The policy further provides that "custodian" means:

... the insured, a partner therein or an officer thereof, or any employee thereof *960 who is in the regular service of and duly authorized by the insured to have the care and custody of the insured property within the premises, excluding any person while acting as a watchman, porter or janitor.

At trial defendant contested the suit on the theory that Mrs. Little was not a "custodian" of the insured property, therefore no coverage was provided because a "custodian" was not "actually cognizant" of the robbery as required by the policy. The trial court, in finding coverage under the insurance policy, ruled that the particular facts of this case show Mrs. Little was the custodian of the office and its contents while watching the office in the absence of the manager.

To qualify as a "custodian" under the terms of the policy, Mrs. Little must have had the "care and custody" of the insured property at the time of the loss. The determination of this issue necessarily depends upon the characterization of the duties and responsibilities of Mrs. Little.

As a cashier, Mrs. Little's duties include servicing customers and bagging groceries. When the manager is away from the office, she is responsible for protecting the office from unlawful intrusion. If a customer requiring services approaches the office, it is her duty to assist the customer by locating the manager.

Contending the trial court erred in finding coverage, defendant urges this court to follow the rationale of Huron Bowl, Inc. v. Security Ins. Co. of New Haven, 165 N.W.2d 265, 14 Mich.App. 62 (1968), where the court interpreted a similar policy provision and denied coverage.

We do not find Huron to be persuasive authority and choose not to follow it for two reasons. First, the dispositive determination in Huron revolved around the court's finding that plaintiff's employee was acting as a watchman at the time of the theft. In that case, the policy expressly excluded any custodian while acting as a watchman, porter, or janitor. Thus, the court was never really called on to decide whether the employee could have otherwise qualified as a custodian.

In Demary v. Royal Indemnity Co., 185 So. 662 (La.App. 1st Cir. 1939), the court succinctly pointed out the difference between employees and watchmen:

... The former (employees) are there principally as servants and agents of the employer to carry on his business and serve his customers, and only incidentally to protect and defend the property of the employer, while the latter (guards and watchmen) are there to repel with force if necessary any attempt to take the employer's property, their principal duty being to protect the property, and not to attend the business or serve the customers of the employer.

It is clear that at the time of the robbery, Mrs. Little was not acting as a watchman of the insured property, therefore, Huron is not on point.

Secondly, and more importantly, the court in Huron was of the opinion that a policy which defines "custodian" as an employee who has the "care and custody" of the insured property is not ambiguous. We disagree.

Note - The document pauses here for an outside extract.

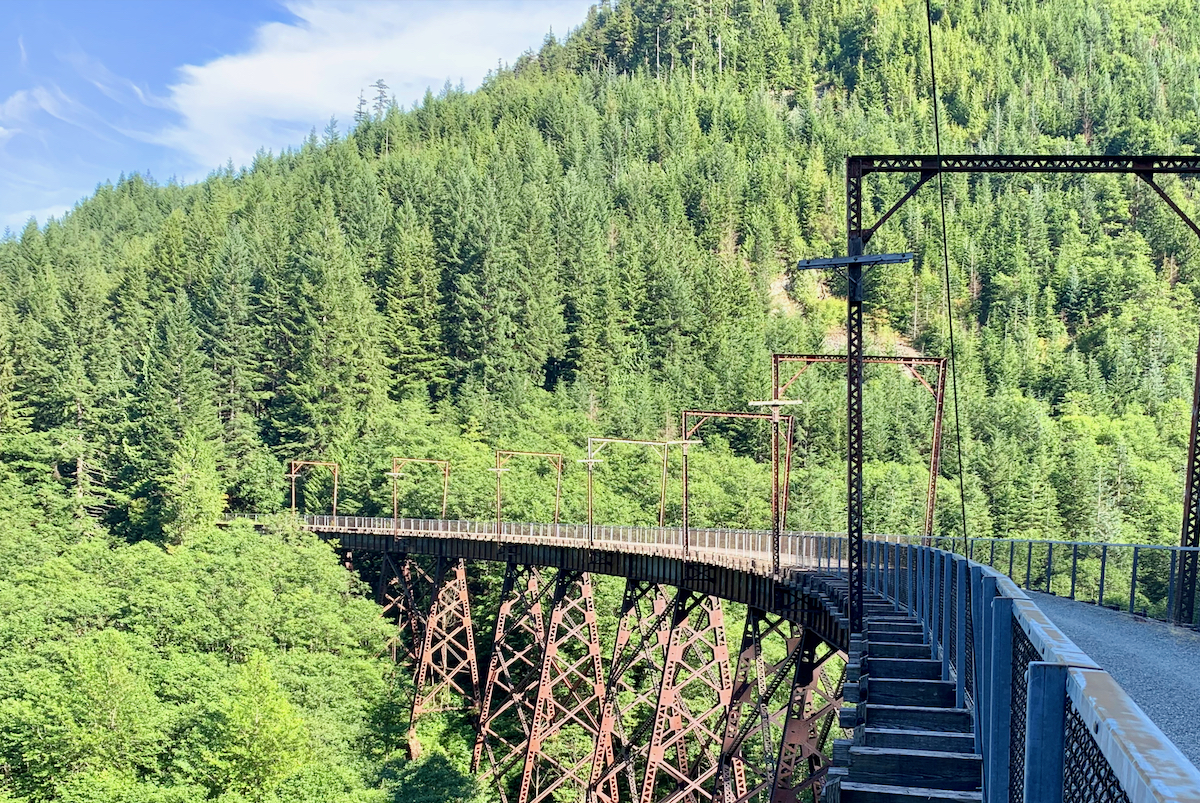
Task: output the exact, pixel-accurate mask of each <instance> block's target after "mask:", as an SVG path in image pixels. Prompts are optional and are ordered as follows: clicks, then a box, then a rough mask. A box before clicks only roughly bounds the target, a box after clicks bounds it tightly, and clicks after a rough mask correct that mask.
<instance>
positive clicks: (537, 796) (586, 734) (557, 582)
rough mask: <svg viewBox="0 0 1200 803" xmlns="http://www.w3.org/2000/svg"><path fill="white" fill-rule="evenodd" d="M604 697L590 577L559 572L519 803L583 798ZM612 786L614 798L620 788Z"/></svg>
mask: <svg viewBox="0 0 1200 803" xmlns="http://www.w3.org/2000/svg"><path fill="white" fill-rule="evenodd" d="M604 697H605V690H604V669H602V667H601V661H600V634H599V630H598V629H596V611H595V603H594V600H593V595H592V576H590V575H589V574H588V573H586V571H559V573H558V579H557V581H556V582H554V594H553V604H552V607H551V613H550V627H548V628H547V630H546V643H545V648H544V649H542V652H541V670H540V672H539V679H538V689H536V699H535V702H534V718H533V725H532V727H530V732H529V739H528V742H527V743H526V751H524V765H523V767H522V772H521V789H520V792H518V796H517V801H518V803H545V802H546V801H557V799H564V797H569V798H571V799H580V798H582V797H583V796H584V793H586V790H587V787H588V781H589V779H590V774H592V759H593V755H594V749H593V745H594V744H595V743H596V737H598V735H599V732H600V707H601V701H602V700H604ZM581 745H587V747H581ZM611 786H612V791H613V792H616V784H611ZM572 792H574V795H572Z"/></svg>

"Care and custody" is an ambiguous term that is subject to differing interpretations according to the circumstances. Insurance policies are to be construed in their ordinary and popular sense, with any ambiguities construed against the insurer which prepared the policy and in favor of coverage. Insurance Co. of North America v. Solari Parking Inc., 370 So. 2d 503 (La. 1979); Credeur v. Luke, 368 So. 2d 1030 (La. 1979).

Since Mrs. Little was responsible for the office and its contents in the absence of the manager, we agree with the trial court that she was a "custodian" of the property at the time of the robbery.

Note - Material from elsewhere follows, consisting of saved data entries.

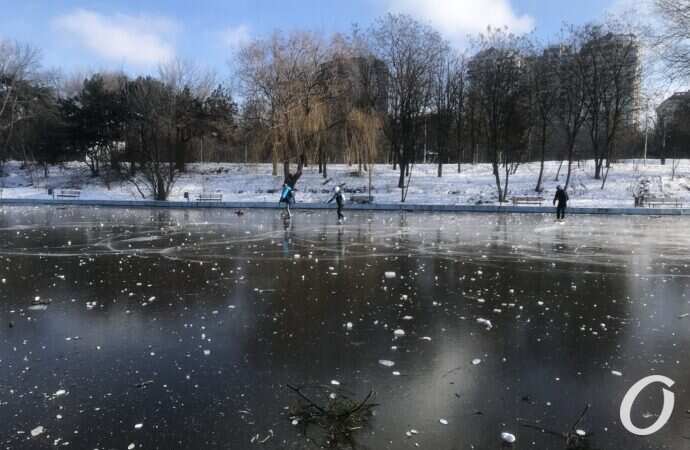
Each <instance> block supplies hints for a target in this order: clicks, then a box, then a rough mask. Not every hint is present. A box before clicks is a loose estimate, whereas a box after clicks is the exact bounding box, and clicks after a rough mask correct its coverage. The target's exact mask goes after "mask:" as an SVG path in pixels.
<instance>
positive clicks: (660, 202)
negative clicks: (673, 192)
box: [643, 197, 683, 208]
mask: <svg viewBox="0 0 690 450" xmlns="http://www.w3.org/2000/svg"><path fill="white" fill-rule="evenodd" d="M643 204H644V205H645V206H648V207H649V208H652V207H655V206H673V207H674V208H682V207H683V201H682V200H681V199H679V198H671V197H644V200H643Z"/></svg>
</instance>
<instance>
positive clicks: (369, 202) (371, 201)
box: [350, 195, 374, 205]
mask: <svg viewBox="0 0 690 450" xmlns="http://www.w3.org/2000/svg"><path fill="white" fill-rule="evenodd" d="M350 201H351V202H352V203H359V204H361V205H364V204H367V203H372V202H373V201H374V197H369V196H368V195H351V196H350Z"/></svg>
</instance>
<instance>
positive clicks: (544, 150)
mask: <svg viewBox="0 0 690 450" xmlns="http://www.w3.org/2000/svg"><path fill="white" fill-rule="evenodd" d="M540 53H541V54H538V55H533V56H532V58H531V59H530V64H529V66H528V79H529V84H530V86H529V89H530V91H531V98H532V102H531V104H532V113H533V116H532V117H533V120H534V122H535V124H536V127H537V128H538V129H539V149H540V152H539V153H540V158H539V161H540V164H539V177H538V178H537V186H536V187H535V188H534V190H535V191H536V192H541V191H542V190H543V187H542V182H543V179H544V160H545V158H546V144H547V142H548V139H549V134H550V133H549V132H550V130H551V127H552V125H553V118H552V114H553V111H554V108H555V107H556V96H555V95H554V93H555V92H556V88H557V84H556V80H555V73H554V69H553V68H554V67H555V66H557V64H558V61H554V57H553V56H554V55H553V54H552V53H550V52H549V51H547V50H544V49H541V50H540Z"/></svg>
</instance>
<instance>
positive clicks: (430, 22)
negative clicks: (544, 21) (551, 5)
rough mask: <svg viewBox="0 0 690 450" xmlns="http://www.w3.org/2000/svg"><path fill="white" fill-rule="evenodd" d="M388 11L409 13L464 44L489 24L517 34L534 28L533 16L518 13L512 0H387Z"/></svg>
mask: <svg viewBox="0 0 690 450" xmlns="http://www.w3.org/2000/svg"><path fill="white" fill-rule="evenodd" d="M388 2H389V10H390V11H391V12H395V13H406V14H410V15H412V16H413V17H415V18H418V19H420V20H423V21H426V22H429V23H431V25H433V26H434V27H435V28H436V29H437V30H438V31H439V32H440V33H441V34H442V35H443V36H444V37H445V38H446V39H448V40H450V41H451V42H453V43H454V44H456V45H461V46H463V45H464V44H466V42H467V36H468V35H476V34H477V33H481V32H484V31H486V28H487V26H491V27H494V28H502V27H508V28H509V30H510V31H512V32H513V33H516V34H522V33H528V32H530V31H532V29H533V28H534V19H533V18H532V17H530V16H529V15H527V14H522V15H518V14H517V13H516V12H515V11H514V10H513V7H512V6H511V4H510V0H388Z"/></svg>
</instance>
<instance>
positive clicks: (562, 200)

Plaintiff has asked for penalties and attorney fees pursuant to La.R.S. 22:658, claiming defendant's failure to pay the full amount sued for was arbitrary and capricious. Since the instant case presented a genuine issue as to coverage and the insurer *961 had a reasonable basis on which to defend his claim, we hold that imposition of the statutory penalties is not warranted.

For the reasons assigned, the judgment of the trial court is affirmed at defendant's costs.